This section describes writing the server-side implementation of an Agnos service. As with the Client-Side APIs, the API names vary slightly between languages, since libagnos follows the naming convention of each language. The “official” name is the java one, and the code snippets here are given in java, assuming it’s popular enough to serve as lingua franca.
There are two parts to implementing an Agnos service:
import my.service.package.server_bindings.*;
public class Handler implements MyService.IHandler {
// ...
}
public class ClassA implements MyService.IClassA {
// ...
}
public class ClassB implements MyService.IClassB {
// ...
}
For the code of a full server, refer to the demos section.
You can use your favorite editor to generate all the necessary boilerplate code, or use the auto-generated stub file: when you generate the code with agnosc, you will also find a file named MyService.stub (where MyService is the name of your service) in the same directory as the rest of the generated code. This file contains a skeleton implementation of a server, and it’s really easy to start from there.
Once you’ve implemented your service, it’s time to expose it as a server. A server, as you might imagine, is a process that accepts incoming connections from clients and handles them – exposing the service behind it.
libagnos comes with three flavors of servers built in:
Here’s an example of setting up a ThreadedServer server, listening on localhost:12345:
import static agnos.Servers.ThreadedServer;
import static agnos.TransportFactories.SocketTransportFactory;
//...
public static void main(String[] args) {
ThreadedServer server = new ThreadedServer(
new MyService.ProcessorFactory(new MyHandler()),
new SocketTransportFactory("localhost", 12345));
try {
server.main(args);
} catch (Exception ex) {
ex.printStackTrace(System.err);
}
}
Aside from this, you will find the CmdlineServer class, which handles the standard command-line arguments and dispatches the selected server. You can select the server by passing -m MODE, where MODE is one of lib, simple, or threaded; the simple and threaded modes also require that you pass -p TCP_PORT_NUMBER, and optionally accept -h HOSTNAME. The default mode is simple, and the default hostname is localhost.
The CmdlineServer is used as follows:
import agnos.Servers.CmdlineServer;
//...
public static void main(String[] args) {
CmdlineServer server = new CmdlineServer(
new MyService.ProcessorFactory(new MyHandler()));
try {
server.main(args);
} catch (Exception ex) {
ex.printStackTrace(System.err);
}
}
As you can see, it takes care of almost everything related to setting up the server and handling command-line arguments.
And here are some examples of invoking a CmdlineServer-based server: * myserver.exe -p 12345 * myserver.exe -m threaded -p 12345 -h localhost * myserver.exe -m lib
It is well known that the built-in servers are very simplistic. As such, you may want to write custom servers for specialized cases (e.g., a ThreadPool server, controlling timeouts, quality of service, authentication, etc.). The library, of course, can’t do all this for you (as part of the “mechanisms, not policies” approach), but leaves the door open for custom implementations.
Basically, all you need in order to serve a connection is an IProcessorFactory instance and an ITransportFactory instance.
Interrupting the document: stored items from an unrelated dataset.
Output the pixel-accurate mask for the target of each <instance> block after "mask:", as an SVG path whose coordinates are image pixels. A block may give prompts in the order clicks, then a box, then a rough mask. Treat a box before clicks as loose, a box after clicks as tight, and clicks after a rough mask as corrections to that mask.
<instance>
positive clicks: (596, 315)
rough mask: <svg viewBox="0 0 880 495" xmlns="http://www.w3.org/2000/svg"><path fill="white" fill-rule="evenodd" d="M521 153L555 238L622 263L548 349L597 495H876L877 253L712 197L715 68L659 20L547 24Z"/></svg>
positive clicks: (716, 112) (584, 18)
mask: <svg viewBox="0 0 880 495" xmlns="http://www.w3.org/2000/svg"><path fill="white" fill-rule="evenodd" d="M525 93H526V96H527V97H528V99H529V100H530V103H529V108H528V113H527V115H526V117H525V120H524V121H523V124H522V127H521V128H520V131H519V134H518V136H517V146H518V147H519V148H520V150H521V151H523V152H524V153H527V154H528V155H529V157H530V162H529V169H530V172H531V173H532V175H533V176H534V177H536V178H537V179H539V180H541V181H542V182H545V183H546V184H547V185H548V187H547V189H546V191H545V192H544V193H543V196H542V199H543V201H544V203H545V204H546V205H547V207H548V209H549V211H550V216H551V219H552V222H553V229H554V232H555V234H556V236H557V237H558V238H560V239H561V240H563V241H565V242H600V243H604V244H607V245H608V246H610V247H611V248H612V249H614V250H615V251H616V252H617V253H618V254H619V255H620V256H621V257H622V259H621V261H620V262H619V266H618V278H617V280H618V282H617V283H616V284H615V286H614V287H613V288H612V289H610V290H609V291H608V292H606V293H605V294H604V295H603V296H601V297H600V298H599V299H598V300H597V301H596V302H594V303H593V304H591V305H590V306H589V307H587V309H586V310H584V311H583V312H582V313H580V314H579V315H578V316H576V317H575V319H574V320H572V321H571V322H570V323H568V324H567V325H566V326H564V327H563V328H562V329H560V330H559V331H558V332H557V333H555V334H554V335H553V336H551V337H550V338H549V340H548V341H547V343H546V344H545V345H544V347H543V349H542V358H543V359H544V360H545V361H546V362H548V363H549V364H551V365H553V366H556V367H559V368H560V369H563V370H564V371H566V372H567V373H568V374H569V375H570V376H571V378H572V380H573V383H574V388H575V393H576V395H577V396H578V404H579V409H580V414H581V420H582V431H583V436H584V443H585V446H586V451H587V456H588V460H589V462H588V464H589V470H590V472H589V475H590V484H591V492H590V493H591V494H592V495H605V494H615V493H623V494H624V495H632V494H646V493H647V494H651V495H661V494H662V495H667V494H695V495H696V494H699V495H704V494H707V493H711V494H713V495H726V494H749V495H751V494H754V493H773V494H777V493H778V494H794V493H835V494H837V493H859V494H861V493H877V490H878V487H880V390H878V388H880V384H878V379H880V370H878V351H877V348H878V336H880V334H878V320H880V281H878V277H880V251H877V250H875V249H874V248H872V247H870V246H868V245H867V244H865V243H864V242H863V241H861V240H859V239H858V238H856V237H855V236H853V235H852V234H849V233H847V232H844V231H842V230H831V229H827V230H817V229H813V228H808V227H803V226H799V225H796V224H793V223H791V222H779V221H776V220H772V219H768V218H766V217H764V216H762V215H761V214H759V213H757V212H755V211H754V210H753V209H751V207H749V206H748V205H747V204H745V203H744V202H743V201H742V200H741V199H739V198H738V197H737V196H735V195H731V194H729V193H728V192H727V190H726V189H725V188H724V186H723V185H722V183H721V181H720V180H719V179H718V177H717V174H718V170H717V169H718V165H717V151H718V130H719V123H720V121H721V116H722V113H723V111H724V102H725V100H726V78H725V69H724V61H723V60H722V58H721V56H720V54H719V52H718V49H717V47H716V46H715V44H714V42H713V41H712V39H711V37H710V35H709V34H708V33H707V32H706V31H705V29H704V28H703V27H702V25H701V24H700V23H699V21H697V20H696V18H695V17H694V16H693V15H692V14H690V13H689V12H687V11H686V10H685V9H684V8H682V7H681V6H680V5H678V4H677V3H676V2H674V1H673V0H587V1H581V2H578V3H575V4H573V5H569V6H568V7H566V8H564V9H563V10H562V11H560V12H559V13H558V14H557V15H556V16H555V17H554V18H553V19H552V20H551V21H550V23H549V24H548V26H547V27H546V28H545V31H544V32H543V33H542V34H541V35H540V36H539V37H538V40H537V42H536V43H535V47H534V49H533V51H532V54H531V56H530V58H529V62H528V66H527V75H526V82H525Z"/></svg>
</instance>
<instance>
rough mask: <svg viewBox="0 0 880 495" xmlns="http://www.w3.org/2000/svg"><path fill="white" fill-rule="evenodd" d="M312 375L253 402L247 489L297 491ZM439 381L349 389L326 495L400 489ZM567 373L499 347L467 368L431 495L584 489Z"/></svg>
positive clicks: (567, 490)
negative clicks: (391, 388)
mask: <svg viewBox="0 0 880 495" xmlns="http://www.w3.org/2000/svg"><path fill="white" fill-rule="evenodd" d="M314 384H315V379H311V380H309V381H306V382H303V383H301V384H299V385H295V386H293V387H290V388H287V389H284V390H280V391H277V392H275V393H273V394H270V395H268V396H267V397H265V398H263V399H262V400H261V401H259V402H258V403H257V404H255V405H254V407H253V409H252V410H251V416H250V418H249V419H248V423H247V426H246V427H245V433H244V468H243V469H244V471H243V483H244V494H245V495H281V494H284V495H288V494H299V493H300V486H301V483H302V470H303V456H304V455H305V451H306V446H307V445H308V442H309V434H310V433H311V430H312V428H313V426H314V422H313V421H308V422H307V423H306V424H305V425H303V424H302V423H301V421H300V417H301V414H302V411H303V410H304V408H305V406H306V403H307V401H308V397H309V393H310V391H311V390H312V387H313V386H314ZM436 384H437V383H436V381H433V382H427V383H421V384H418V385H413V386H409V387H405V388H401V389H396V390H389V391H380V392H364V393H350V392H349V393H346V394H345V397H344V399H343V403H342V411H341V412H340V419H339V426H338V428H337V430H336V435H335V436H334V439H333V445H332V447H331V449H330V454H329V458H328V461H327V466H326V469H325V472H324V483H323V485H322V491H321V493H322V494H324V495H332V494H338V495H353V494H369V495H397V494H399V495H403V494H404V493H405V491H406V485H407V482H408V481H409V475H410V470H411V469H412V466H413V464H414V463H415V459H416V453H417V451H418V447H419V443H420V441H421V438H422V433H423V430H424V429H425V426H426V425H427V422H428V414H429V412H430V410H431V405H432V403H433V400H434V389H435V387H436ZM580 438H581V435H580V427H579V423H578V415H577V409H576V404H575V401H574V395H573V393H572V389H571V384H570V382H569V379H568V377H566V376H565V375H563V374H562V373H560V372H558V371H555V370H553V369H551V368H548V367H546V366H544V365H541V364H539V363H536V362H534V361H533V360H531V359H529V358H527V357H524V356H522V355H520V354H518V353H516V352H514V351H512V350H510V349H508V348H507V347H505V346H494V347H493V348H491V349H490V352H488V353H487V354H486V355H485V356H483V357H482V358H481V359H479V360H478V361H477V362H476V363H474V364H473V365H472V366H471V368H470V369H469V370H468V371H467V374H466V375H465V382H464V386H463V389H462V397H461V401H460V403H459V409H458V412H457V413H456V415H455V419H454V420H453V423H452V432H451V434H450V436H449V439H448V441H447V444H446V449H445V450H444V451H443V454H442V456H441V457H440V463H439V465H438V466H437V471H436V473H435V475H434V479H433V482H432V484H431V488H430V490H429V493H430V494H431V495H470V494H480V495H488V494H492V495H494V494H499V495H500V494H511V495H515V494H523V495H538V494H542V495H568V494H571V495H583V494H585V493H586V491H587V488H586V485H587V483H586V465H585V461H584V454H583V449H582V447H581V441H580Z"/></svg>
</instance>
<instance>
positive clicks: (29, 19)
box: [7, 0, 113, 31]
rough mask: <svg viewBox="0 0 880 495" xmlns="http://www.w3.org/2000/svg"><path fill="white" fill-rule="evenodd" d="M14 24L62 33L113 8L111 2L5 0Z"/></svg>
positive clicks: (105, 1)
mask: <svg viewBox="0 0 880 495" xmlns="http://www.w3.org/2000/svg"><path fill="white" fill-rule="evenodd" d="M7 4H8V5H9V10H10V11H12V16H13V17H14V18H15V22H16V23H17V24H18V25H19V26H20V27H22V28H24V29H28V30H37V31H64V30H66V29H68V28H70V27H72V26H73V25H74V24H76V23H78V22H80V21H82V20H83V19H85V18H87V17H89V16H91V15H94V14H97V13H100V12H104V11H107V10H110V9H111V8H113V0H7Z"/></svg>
The following boilerplate is basically enough:
void serve(ITransportFactory transportFactory, IProcessorFactory processorFactory) {
ITransport transport = transportFactory.accept();
BaseProcessor processor = processorFactory.create(transport);
try {
while (true) {
processor.process();
}
}
catch (EOFException ex) {
// pass
}
}
This notion is already encapsulated into the BaseServer class. The easiest and preferred way to implement a custom service is to derive from this class and implement you own serveClient method. You can refer to the code to see how it’s done. However, if you require finer control on the serving process, you’re welcome to write your own server from scratch.